合格が決まってほっとしているあなた、いろいろやることがありますよ。
まず一人暮らしの場合、荷物をどうするかで一苦労します。私の場合、捨てられるものや売れるもの、人にあげられるものはとことん処分しました。「もったいない」なんて言っていられません。冷蔵庫、洗濯機などは電話帳でリサイクルショップなどを調べて電話すれば取りにきてくれます。新しければそこそこの値段で引き取ってくれるので、粗大ゴミに出すよりいいです。
電話の加入権はNTTで預かってもらうか、売ってしまうかのどちらかです。くわしくはお近くのNTTへ。
パスポートがない人は出発の2、3カ月前には申請しておきましょう。手続きは簡単なのでよほど多忙な人でないかぎり高い料金を払って旅行代理店などに頼む必要はありません。何事も自分でやる習慣をつけましょう。Ph.Dプログラムの人は10年パスポートにしておいたほうがいいでしょう。アメリカでもパスポートの更新はできますが、総領事館や大使館が遠い場合、面倒です。
ビザも同じです。直前になってあわてないよう、早めに手続きしておきましょう。アメリカ大使館・アメリカ総領事館(大阪)のホームページでも申請書類を作成・ダウンロードできます。
航空券は格安チケットですね。8月上旬は一年で一番航空料金の高い時期です。早めにアメリカに来たほうが運賃も安いし、アメリカの生活にも早く慣れるので一石二鳥です。
アメリカに来てから免許を取ろうと思っている人も、国際免許を持っていった方がいいです。手続きはお近くの運転免許試験場へ。
虎の子の貯金をどうやってアメリカに持っていくか?他にも方法があるかもしれませんが、私は日本のシティバンクで口座を作り、アメリカに渡ってからこちらの銀行口座を開設して、シティバンクに電話あるいはインターネット経由で送金を指示し(あらかじめ送金先の口座の登録が必要ですが)ています。送金手数料は高いですが、現金や小切手で持っていくよりは安全で簡単です。あと、当座の生活費は数百ドル程度、トラベラーズチェックで持っていった方がいいです。シティバンクの場合は日本で口座を作っておけば円で預金していてもアメリカのATMでドルで下ろすこともできるので便利です。ただしレートはものすごく悪いです(1ドルにつき5円ぐらい手数料を取られる)。

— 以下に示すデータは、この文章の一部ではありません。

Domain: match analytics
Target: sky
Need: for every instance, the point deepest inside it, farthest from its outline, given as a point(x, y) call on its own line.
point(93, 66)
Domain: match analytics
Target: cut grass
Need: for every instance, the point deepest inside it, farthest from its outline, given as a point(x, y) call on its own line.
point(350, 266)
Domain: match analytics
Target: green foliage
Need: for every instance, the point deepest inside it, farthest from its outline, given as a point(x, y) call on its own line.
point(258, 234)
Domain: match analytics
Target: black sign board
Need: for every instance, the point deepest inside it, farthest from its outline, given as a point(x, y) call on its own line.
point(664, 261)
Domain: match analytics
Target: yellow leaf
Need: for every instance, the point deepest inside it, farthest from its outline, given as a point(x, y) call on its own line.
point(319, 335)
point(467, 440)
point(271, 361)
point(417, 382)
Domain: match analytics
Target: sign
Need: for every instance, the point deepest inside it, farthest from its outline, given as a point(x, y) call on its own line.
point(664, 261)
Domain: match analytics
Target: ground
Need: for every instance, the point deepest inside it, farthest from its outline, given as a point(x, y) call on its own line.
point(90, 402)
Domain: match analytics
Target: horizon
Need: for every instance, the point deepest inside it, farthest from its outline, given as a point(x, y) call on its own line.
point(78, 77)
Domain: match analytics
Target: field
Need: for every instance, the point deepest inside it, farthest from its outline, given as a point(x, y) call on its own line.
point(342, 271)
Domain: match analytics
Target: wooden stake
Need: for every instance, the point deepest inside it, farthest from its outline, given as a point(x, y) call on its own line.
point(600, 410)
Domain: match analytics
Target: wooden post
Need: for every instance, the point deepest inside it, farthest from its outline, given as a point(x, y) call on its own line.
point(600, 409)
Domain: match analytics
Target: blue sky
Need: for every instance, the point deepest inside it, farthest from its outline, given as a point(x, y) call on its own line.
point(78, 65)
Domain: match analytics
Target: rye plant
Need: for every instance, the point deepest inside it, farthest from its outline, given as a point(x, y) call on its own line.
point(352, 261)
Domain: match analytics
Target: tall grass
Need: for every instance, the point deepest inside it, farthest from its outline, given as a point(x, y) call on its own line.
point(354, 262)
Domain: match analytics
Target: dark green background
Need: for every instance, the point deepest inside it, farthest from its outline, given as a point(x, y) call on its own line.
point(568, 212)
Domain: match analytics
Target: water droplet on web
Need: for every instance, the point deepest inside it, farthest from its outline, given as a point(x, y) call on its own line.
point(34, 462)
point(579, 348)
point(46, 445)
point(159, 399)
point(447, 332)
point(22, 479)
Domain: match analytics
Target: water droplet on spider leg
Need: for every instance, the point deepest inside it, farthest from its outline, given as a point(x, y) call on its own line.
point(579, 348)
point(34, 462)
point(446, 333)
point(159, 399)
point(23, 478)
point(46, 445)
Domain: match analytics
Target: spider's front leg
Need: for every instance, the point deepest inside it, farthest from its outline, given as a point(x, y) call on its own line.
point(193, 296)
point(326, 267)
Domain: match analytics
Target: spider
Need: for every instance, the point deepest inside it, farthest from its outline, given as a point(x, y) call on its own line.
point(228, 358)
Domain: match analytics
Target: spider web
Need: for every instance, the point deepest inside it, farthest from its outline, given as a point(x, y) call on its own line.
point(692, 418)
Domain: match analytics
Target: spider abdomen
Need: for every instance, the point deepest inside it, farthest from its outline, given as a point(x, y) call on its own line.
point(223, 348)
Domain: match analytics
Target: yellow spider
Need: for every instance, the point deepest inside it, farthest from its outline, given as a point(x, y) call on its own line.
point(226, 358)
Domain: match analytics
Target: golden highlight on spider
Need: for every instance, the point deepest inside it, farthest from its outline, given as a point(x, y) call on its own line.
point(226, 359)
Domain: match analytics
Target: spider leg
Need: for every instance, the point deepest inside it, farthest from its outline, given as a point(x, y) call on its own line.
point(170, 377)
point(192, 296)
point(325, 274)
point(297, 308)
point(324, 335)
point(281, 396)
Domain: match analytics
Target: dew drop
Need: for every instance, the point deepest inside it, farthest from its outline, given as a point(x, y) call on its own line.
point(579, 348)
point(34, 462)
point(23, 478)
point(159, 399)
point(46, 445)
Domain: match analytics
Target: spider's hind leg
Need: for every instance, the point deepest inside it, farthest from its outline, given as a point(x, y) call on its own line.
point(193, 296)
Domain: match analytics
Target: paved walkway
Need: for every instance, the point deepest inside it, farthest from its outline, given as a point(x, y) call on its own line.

アメリカでクレジットカードを作るのは来たばかりだとクレジットヒストリーがないので難しいです。日本で作って持っていった方がいいと思います。JCBだと使えない場所が多いので、VISAかマスター、AMEXのいずれかにしましょう。VISAかマスターは シティバンクカード がお勧めです。ノースウエスト航空と提携してマイレージが貯まるカードや、ドル普通預金からドルで決済できるカードなどがあります。また、AMEXは日本で作った円建てのカードをドル建てのカードに切り換えることもできます。
大学ではたいていstudent insuranceという保険に入らされるのですが(学校によって違う場合があるのでご自分で調べてください)、少なくとも授業が始まるまでの期間分は海外旅行保険に入っておくと安心です。また、学校で入らされる保険は一般に保険料が高いので、日本で留学保険などに入って代用することも可能です。どちらが安いか、保険料を比較して決めるといいと思います。
最後に、市役所・区役所で転出届を出すのを忘れずに。国民年金は海外に住んでいる間は払う義務はありませんが、払わないとその分、将来の年金受け取り額が減りますのでご注意を。海外に住んでいても国民年金保険料を払い続けることは可能です。アメリカにそのまま住むという方は逆に払わないほうがいいかもしれません。
海外留学のための本ではないですが、ファミネットから毎年年度版で出ている「海外赴任ガイド」という本に海外へ引っ越すための準備等がかなり詳しく書かれていますので参考にしてください。